What about advanced analytics, though? It is the obvious next step after descriptive statistics, and online higher education sites seem to mention it all the time. Such techniques may include regression or decision trees from the world of supervised machine learning, or unsupervised methods such as clustering and dimensionality reduction. Deep learning methods that leverage neural networks are also readily accessible and applicable to a range of problems. Such models represent a shift from human-defined rules to systems where an algorithm takes the input data and results and subsequently develops the rules. Predictions or forecasts can then be made by applying those rules to new input data.
Access to such analytics techniques is very different today than it was 10 years ago. It is no longer necessary to purchase expensive licenses for complicated software. Instead, there are a number of low-cost or free options that provide advanced capabilities.
Before You Begin
No analytics approach is going to benefit your organization without a few fundamentals in place. First, you need to enter clean, well-understood data using well-controlled business processes. You also need to have data that can be connected, so you need to look across the range of institutional data in addition to pockets of data in different silos. You don’t need to have perfect data to get started, but you do need to be aware of the limitations of your data and work to address silos or any data governance issues.
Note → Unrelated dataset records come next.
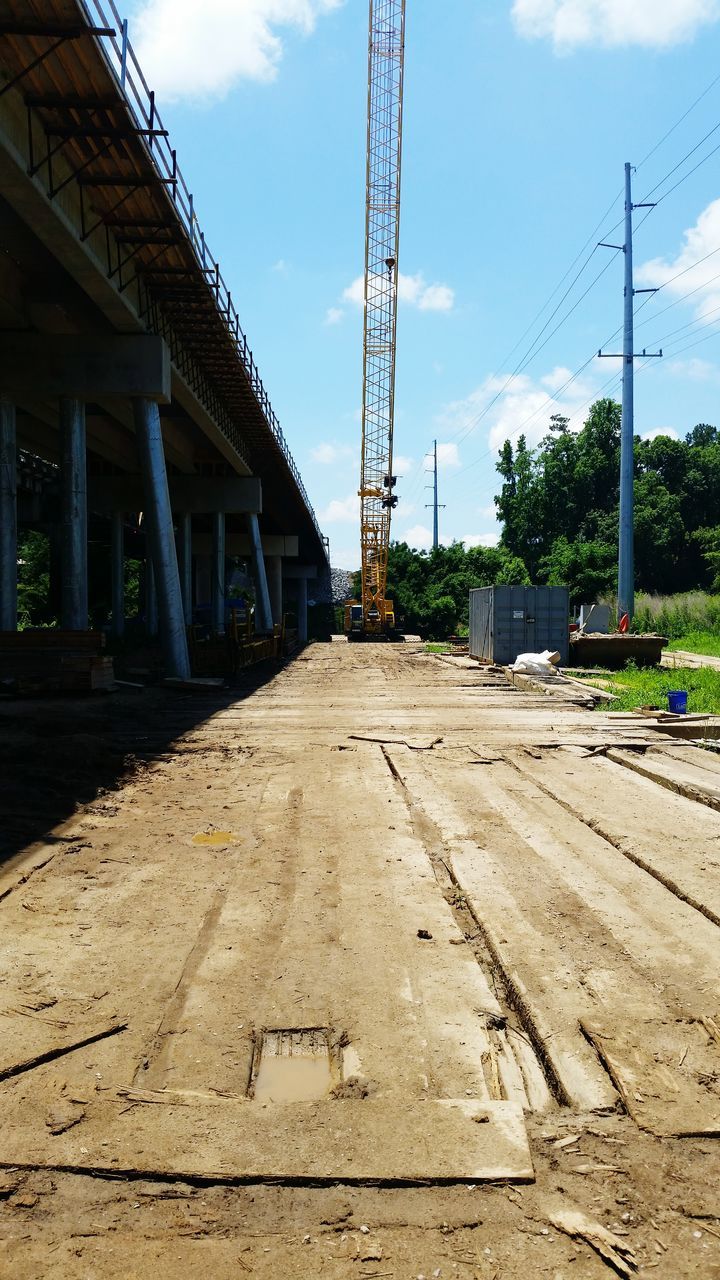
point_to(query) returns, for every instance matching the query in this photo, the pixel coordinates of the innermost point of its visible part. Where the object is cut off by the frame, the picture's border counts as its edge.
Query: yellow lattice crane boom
(386, 63)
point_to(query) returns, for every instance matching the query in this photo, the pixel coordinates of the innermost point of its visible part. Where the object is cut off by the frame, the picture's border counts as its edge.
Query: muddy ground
(372, 967)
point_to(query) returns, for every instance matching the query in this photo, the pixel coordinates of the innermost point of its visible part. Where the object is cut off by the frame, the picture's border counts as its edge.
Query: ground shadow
(57, 753)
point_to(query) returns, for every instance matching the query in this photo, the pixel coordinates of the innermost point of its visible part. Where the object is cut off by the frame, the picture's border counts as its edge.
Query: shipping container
(506, 621)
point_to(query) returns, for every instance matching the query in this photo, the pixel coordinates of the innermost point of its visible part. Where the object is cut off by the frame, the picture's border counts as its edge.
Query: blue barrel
(678, 702)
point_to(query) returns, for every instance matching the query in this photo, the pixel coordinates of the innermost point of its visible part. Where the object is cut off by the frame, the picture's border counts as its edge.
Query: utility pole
(625, 533)
(434, 503)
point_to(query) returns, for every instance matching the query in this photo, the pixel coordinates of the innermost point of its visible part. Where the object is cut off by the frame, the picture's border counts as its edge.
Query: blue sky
(519, 118)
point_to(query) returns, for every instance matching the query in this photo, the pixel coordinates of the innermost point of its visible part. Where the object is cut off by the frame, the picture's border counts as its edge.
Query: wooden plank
(683, 778)
(665, 1072)
(331, 1141)
(628, 812)
(39, 1034)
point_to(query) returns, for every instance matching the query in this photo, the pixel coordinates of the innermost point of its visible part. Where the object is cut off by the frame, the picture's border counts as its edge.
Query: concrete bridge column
(150, 599)
(263, 612)
(118, 572)
(185, 563)
(73, 484)
(218, 581)
(274, 571)
(162, 536)
(302, 611)
(8, 517)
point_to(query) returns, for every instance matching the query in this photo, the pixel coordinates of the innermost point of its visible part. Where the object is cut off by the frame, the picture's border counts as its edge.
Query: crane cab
(376, 626)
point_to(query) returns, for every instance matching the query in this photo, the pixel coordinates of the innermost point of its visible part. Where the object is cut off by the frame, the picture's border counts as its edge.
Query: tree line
(557, 504)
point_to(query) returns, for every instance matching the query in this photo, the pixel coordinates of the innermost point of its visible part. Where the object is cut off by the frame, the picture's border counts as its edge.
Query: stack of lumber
(53, 661)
It is also important to have a deep level of familiarity with advanced analytics methods. This includes understanding exploratory data analysis, the modeling process, and different types of models. It is also necessary to know how you assess the accuracy of different models and how you ensure you have all the relevant data within your model.
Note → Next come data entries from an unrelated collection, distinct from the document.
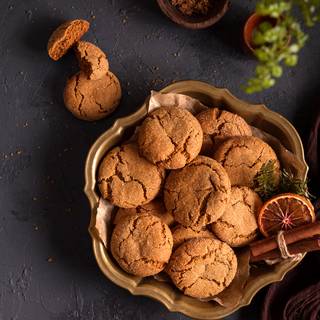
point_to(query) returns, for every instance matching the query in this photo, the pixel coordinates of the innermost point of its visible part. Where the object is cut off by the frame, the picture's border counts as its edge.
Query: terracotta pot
(252, 23)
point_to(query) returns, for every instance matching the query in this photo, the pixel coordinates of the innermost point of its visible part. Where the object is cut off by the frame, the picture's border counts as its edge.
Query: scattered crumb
(50, 260)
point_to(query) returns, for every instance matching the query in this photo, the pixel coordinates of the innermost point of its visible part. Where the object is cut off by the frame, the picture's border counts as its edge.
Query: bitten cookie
(243, 157)
(182, 234)
(238, 225)
(203, 267)
(128, 180)
(92, 60)
(141, 244)
(92, 99)
(170, 137)
(198, 194)
(220, 125)
(65, 36)
(155, 207)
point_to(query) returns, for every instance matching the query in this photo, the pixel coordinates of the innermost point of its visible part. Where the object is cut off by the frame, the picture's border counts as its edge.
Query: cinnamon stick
(291, 236)
(302, 246)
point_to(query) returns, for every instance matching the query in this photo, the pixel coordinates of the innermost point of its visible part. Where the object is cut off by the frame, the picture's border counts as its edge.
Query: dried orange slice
(283, 212)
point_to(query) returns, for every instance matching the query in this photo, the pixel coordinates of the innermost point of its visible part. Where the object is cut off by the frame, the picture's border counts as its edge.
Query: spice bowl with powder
(194, 14)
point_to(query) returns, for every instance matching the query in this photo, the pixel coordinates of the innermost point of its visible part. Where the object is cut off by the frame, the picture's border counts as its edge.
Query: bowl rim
(133, 285)
(171, 12)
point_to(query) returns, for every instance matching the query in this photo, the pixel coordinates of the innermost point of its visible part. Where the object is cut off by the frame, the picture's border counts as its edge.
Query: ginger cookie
(92, 99)
(92, 60)
(65, 36)
(243, 157)
(155, 207)
(203, 267)
(128, 180)
(182, 234)
(141, 244)
(207, 146)
(198, 194)
(170, 137)
(221, 125)
(238, 225)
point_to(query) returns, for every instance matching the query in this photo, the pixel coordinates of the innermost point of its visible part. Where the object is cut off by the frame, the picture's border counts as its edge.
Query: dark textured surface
(47, 269)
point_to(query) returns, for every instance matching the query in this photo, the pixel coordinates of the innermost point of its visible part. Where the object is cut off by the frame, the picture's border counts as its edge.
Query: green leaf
(291, 60)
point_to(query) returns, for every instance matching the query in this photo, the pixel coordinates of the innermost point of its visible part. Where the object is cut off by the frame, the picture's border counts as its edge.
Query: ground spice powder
(190, 7)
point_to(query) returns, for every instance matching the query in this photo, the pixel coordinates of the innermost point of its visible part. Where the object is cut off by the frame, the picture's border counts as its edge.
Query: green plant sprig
(278, 44)
(267, 185)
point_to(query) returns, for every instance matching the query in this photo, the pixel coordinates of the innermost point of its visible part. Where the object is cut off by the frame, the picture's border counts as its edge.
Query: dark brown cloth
(297, 296)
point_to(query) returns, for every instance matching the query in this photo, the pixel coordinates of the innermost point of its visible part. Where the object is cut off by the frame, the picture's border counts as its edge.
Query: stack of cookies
(185, 197)
(94, 92)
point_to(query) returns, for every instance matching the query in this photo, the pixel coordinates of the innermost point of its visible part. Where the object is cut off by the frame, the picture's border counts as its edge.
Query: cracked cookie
(220, 124)
(243, 157)
(182, 234)
(92, 60)
(198, 194)
(141, 244)
(65, 36)
(128, 180)
(238, 225)
(155, 207)
(170, 137)
(207, 146)
(202, 267)
(92, 99)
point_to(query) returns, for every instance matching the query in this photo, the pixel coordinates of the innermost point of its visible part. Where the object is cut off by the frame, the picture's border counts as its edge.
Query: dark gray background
(47, 269)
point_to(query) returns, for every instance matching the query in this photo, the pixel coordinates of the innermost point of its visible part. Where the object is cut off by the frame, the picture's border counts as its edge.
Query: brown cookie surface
(92, 99)
(203, 267)
(128, 180)
(141, 244)
(65, 36)
(182, 234)
(92, 60)
(238, 225)
(198, 194)
(221, 125)
(243, 157)
(170, 137)
(155, 207)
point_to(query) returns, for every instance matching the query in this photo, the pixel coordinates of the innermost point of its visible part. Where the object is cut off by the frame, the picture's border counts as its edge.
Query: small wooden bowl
(196, 21)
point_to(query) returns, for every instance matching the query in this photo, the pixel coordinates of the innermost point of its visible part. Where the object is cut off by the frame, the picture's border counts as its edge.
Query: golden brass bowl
(263, 118)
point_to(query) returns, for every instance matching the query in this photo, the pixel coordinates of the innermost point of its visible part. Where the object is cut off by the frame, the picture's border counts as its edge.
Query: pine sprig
(289, 183)
(265, 182)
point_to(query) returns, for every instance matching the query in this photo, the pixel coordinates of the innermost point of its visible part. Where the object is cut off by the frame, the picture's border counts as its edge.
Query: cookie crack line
(131, 230)
(214, 171)
(237, 236)
(119, 174)
(76, 92)
(250, 166)
(176, 148)
(231, 148)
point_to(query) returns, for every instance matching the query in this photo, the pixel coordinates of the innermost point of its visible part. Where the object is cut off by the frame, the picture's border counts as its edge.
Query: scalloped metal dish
(174, 300)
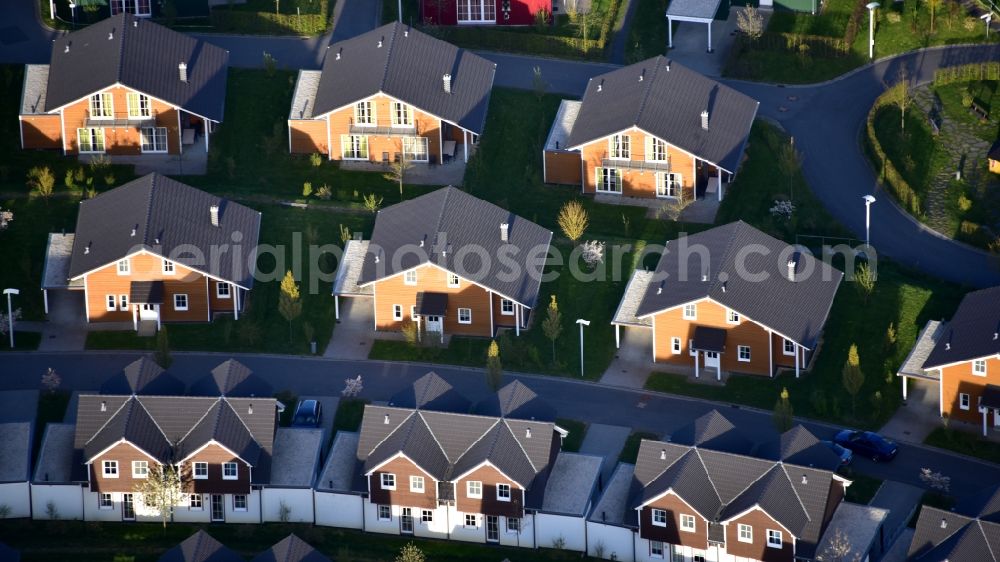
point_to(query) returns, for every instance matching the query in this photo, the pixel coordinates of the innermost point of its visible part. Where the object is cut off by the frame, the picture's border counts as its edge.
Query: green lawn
(146, 542)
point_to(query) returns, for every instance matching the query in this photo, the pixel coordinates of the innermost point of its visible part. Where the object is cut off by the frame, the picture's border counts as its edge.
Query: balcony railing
(641, 165)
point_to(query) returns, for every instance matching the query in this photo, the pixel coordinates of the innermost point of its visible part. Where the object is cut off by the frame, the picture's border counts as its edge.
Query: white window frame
(417, 484)
(387, 481)
(744, 533)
Adopting Advanced Analytics
There are many analytics options available through higher education software providers. Some are very good, while others are limited. Because of this, it is often best to leverage in-house resources to complete analytics work. We have likely all seen glossy presentations from vendors on the analytics capabilities in their software and they can create compelling cases, particularly with stakeholders who are unfamiliar with analytics.
However, when deciding whether to purchase an analytics solution or complete the project in-house, you need to start by asking yourself a few questions. Does the product leverage the full range of relevant data? By using the product, are you creating a second data warehouse housed within that system that duplicates other work at your organization? Does the software adequately handle the analytics methods from exploratory data analysis onward? Depending on the answer to these questions, as well as assessing the overall alignment with your existing data and analytics strategy, you can determine the best route forward. It is critical that institutional research offices make the recommendation on the route forward as the subject matter experts.
In terms of in-house options for advanced analytics, a strong case can be made for the use of either R or Python. Both are high-level programming languages that include a wide range of analysis methods.
R is a free environment for statistical computing that includes good graphics options and a comprehensive range of model types. It is well supported through an active online community.
Python is also an open source system with extensive packages providing access to different numerical methods. However, it is broader in the functionality it provides and extends well beyond statistical computing. Because of that, it is widely used as a development language and new methods are typically incorporated into Python, before they arrive elsewhere. Perhaps because of that, Python arguably has a slight edge over R and has maintained a high position in rankings of programming languages in recent years (behind only Java and C in February 2020, according to Tiobe), while R has fluctuated in popularity.
Regardless of the software, the following key steps will support progress into advanced analytics leveraging an open-source method.
Test the software of interest. They are free to install and there are extensive online resources available (R, Python). There may also be low cost training options through computer software courses at your institution. Further, online education providers, including Coursera, and others, have courses available. There are also extensive tutorials available online that will walk you through particular examples, so you can learn the syntax and see the systems in action. I particularly like Towards Data Science and the tutorials it provides.
If you look at R and Python, you will likely find that both can meet your technical needs in terms of the functionality that they provide. However, you may find that the syntax in one makes more sense to you and that you enjoy using one tool more than the other. Assess which one best fits with your existing IT infrastructure by working with your IT department.
With the software selection made, look across your data and identify a strong first project you can use to leverage advanced analytics. Is your institution facing a particular challenge that analytics can help you understand? Is there an operational area at your institution that is more likely to buy in to using analytics results? Alternatively, is there a high-profile project that you can complete to support institutional visibility of analytics that will promote buy-in? There is no wrong place to start, but be selective and choose a high-impact project.
Last, and most important, have fun! We have many tools at our disposal to help us more fully leverage our data to support the success of our students. Advanced analytics is one of those options, and it is more accessible than ever.